The Grenade in the Tent

Here's a classic cinematic moment: An armed grenade rolls into the tent and a ragtag bunch of antagonists momentarily freezes as they simultaneously realize it's too late to toss it back.

Who will cover it and sacrifice himself? The young lieutenant with the family back home? The alcoholic corporal? The clown and general f*ck-up? The quiet black private? The hardened sergeant who's due to ship out in a week? You can play the variations yourself.

Tuesday at the state capitol, a grenade rolled into House Tax Committee tent, and if legislators don't come to their senses about "gay marriage," everything is going to get blown to hell.

The Heritage Amendment, or so-called 3/16ths bill, started as a movement to dedicate a portion of the state sales tax to environmental and wildlife preservation. It has since has added arts and culture to the mix — and, importantly, asks the monies be drawn from new revenue, aka, a tax increase.

Enter the grenade in the form of the "Marriage Amendment." Checks & Balances (free subscription required) has the story, and the explanation of what occurred gets a bit wonky:

It appears Rep.

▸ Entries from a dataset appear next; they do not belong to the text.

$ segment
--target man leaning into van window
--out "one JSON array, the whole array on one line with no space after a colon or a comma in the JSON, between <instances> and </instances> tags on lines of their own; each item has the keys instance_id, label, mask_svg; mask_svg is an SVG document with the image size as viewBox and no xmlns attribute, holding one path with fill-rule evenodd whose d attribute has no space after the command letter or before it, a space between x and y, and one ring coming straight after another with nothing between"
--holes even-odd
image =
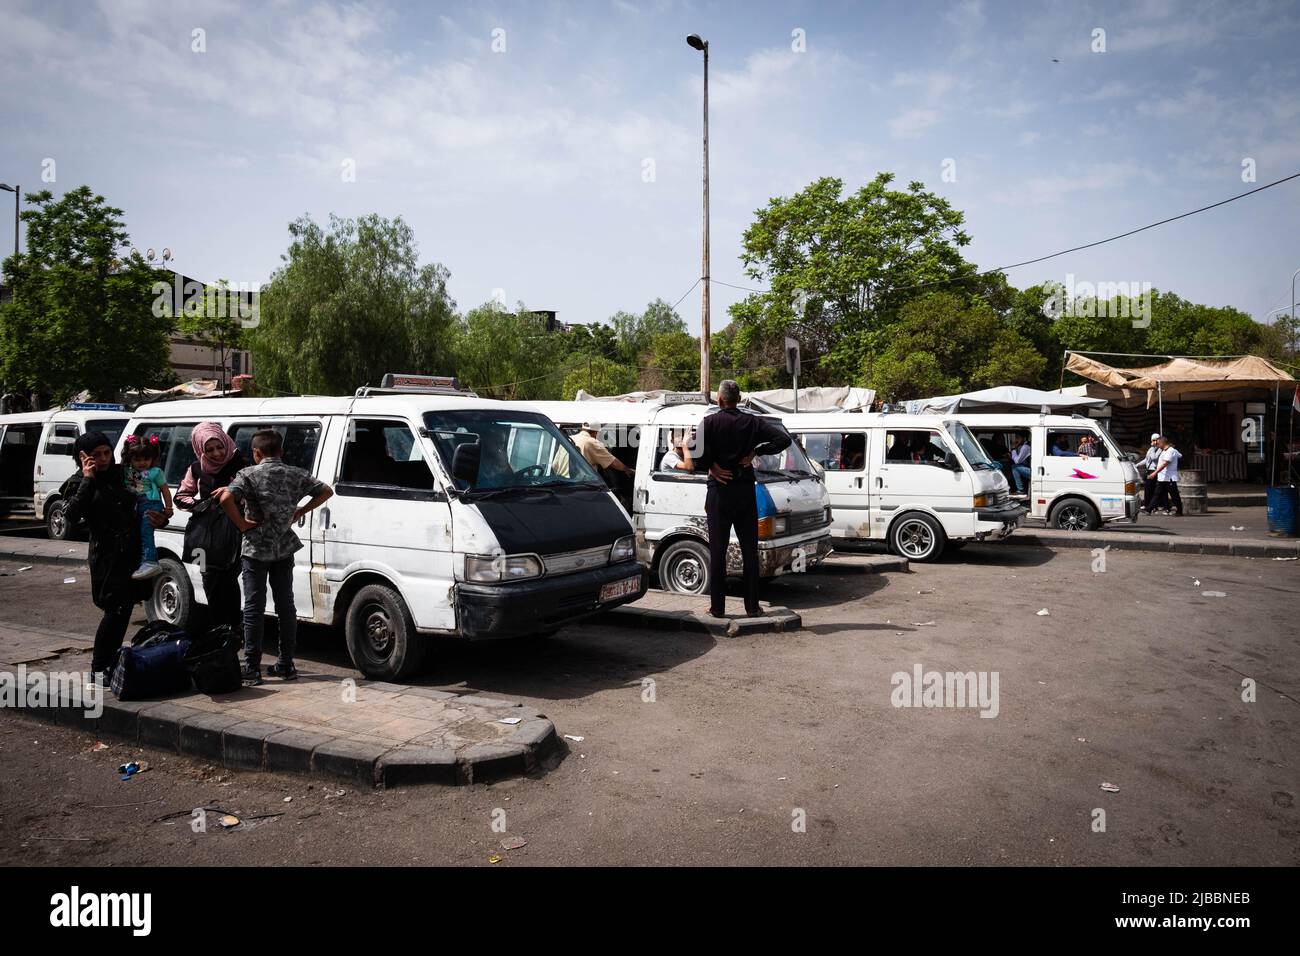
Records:
<instances>
[{"instance_id":1,"label":"man leaning into van window","mask_svg":"<svg viewBox=\"0 0 1300 956\"><path fill-rule=\"evenodd\" d=\"M587 464L593 468L621 471L625 475L633 474L632 469L614 457L614 453L605 447L603 441L596 437L599 433L599 422L583 422L582 430L573 436L573 444L582 457L587 460ZM556 451L555 457L551 461L551 471L568 478L570 477L569 456L563 452L564 449L562 448Z\"/></svg>"},{"instance_id":2,"label":"man leaning into van window","mask_svg":"<svg viewBox=\"0 0 1300 956\"><path fill-rule=\"evenodd\" d=\"M753 461L790 447L793 439L779 424L748 415L740 404L740 386L727 379L718 386L718 410L700 422L697 471L709 473L704 514L709 527L709 613L722 617L727 600L727 544L735 528L744 569L745 613L758 606L758 502L754 497Z\"/></svg>"},{"instance_id":3,"label":"man leaning into van window","mask_svg":"<svg viewBox=\"0 0 1300 956\"><path fill-rule=\"evenodd\" d=\"M244 533L240 549L244 584L244 682L262 682L262 628L266 611L266 585L270 579L279 622L280 659L267 669L272 677L293 680L298 634L298 612L293 598L293 555L302 541L293 530L295 521L319 507L334 489L310 472L286 464L281 458L284 439L273 429L253 435L253 466L245 468L217 494L221 509ZM298 502L310 500L301 507ZM243 505L240 513L238 504Z\"/></svg>"},{"instance_id":4,"label":"man leaning into van window","mask_svg":"<svg viewBox=\"0 0 1300 956\"><path fill-rule=\"evenodd\" d=\"M1011 478L1016 483L1018 495L1025 493L1025 484L1032 474L1029 468L1029 458L1032 454L1033 448L1025 441L1025 436L1017 435L1011 449Z\"/></svg>"}]
</instances>

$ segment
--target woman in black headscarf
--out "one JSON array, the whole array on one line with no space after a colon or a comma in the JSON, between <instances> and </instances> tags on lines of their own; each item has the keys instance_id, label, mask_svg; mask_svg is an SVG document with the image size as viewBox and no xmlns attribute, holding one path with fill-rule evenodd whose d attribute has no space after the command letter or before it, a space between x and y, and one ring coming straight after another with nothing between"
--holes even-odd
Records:
<instances>
[{"instance_id":1,"label":"woman in black headscarf","mask_svg":"<svg viewBox=\"0 0 1300 956\"><path fill-rule=\"evenodd\" d=\"M90 667L103 674L126 637L131 608L145 599L151 585L131 578L140 564L140 519L122 466L113 461L113 446L102 432L87 432L74 447L81 463L81 484L68 502L68 518L84 521L90 532L90 597L104 612L95 631ZM153 511L149 522L161 528L170 517L170 511Z\"/></svg>"}]
</instances>

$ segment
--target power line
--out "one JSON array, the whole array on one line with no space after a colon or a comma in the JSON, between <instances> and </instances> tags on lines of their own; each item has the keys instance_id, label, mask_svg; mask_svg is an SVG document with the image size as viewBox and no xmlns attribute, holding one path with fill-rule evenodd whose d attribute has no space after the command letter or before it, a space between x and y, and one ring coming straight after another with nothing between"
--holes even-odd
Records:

Ron Erhardt (R-41A, Edina), the author of the Motor Vehicle Excise Tax amendment, attempted to insert a poison pill into the bill when he moved to include the Gay Marriage Amendment in the bill. Even though he did not vote for the Gay marriage Amendment he has created a major situation for the Republicans. If the 3/16th bill, with the Gay Marriage Amendment tacked onto it, makes its way to the floor, Republicans will be forced to vote for a tax increase in order to get another vote on Gay Marriage. If anyone tried to remove Gay Marriage from the 3/16th bill it will again force a vote on Gay Marriage. And if the bill dies of its own weight then this will mean Republicans decided that Gay Marriage was more important then concerns of the Hook and Bullet community.

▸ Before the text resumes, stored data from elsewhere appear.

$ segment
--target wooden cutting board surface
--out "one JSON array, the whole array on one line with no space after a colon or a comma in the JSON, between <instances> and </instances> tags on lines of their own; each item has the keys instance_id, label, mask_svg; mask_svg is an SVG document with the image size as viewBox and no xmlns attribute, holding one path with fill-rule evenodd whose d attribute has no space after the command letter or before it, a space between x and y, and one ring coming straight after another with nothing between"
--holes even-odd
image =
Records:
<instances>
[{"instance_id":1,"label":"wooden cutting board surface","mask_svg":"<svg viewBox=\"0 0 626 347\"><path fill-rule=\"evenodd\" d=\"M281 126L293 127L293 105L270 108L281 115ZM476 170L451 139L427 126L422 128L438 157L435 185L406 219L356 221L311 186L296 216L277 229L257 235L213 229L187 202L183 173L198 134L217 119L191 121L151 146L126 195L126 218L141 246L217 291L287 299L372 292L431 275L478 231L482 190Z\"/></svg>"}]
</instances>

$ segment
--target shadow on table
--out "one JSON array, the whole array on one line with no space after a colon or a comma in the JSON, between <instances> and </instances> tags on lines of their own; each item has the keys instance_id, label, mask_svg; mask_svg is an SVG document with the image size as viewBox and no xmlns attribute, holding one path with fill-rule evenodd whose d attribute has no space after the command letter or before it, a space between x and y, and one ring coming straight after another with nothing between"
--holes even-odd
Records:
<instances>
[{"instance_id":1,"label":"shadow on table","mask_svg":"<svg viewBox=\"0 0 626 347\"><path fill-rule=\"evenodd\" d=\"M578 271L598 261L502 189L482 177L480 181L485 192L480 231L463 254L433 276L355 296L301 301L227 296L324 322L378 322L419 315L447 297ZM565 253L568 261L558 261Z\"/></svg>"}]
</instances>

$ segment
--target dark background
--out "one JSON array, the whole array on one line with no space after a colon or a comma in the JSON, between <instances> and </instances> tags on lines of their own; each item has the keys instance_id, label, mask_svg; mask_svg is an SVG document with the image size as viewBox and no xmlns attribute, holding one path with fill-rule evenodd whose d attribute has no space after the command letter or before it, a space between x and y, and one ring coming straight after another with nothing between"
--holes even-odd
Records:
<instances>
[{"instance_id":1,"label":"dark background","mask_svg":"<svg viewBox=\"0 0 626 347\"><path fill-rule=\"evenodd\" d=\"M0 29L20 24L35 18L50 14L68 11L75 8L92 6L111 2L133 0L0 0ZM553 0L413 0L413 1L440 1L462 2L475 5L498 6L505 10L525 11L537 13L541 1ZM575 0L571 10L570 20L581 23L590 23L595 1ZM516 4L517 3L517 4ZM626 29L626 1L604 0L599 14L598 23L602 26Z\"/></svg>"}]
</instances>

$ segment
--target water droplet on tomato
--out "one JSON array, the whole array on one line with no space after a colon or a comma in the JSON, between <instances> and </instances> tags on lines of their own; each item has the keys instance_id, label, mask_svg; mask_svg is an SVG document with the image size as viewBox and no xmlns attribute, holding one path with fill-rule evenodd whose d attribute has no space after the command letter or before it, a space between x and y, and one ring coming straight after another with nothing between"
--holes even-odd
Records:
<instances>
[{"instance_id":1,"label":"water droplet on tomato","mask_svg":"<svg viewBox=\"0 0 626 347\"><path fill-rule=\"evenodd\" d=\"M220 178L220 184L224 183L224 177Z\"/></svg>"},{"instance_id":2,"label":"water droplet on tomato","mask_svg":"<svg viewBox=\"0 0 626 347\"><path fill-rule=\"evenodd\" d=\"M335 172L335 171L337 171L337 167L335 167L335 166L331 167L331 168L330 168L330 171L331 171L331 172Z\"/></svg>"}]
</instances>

It is true the social conservatives vote in large numbers, but so do the hunters and fishermen and women and the later is larger constituency group. Usually Republicans try to satisfy both rather than alienate one over the other.



It looks to me like anyone who wants to gum up legislation they don't like can roll that old grenade on the table and leave only two choices: Run or be blown to bits.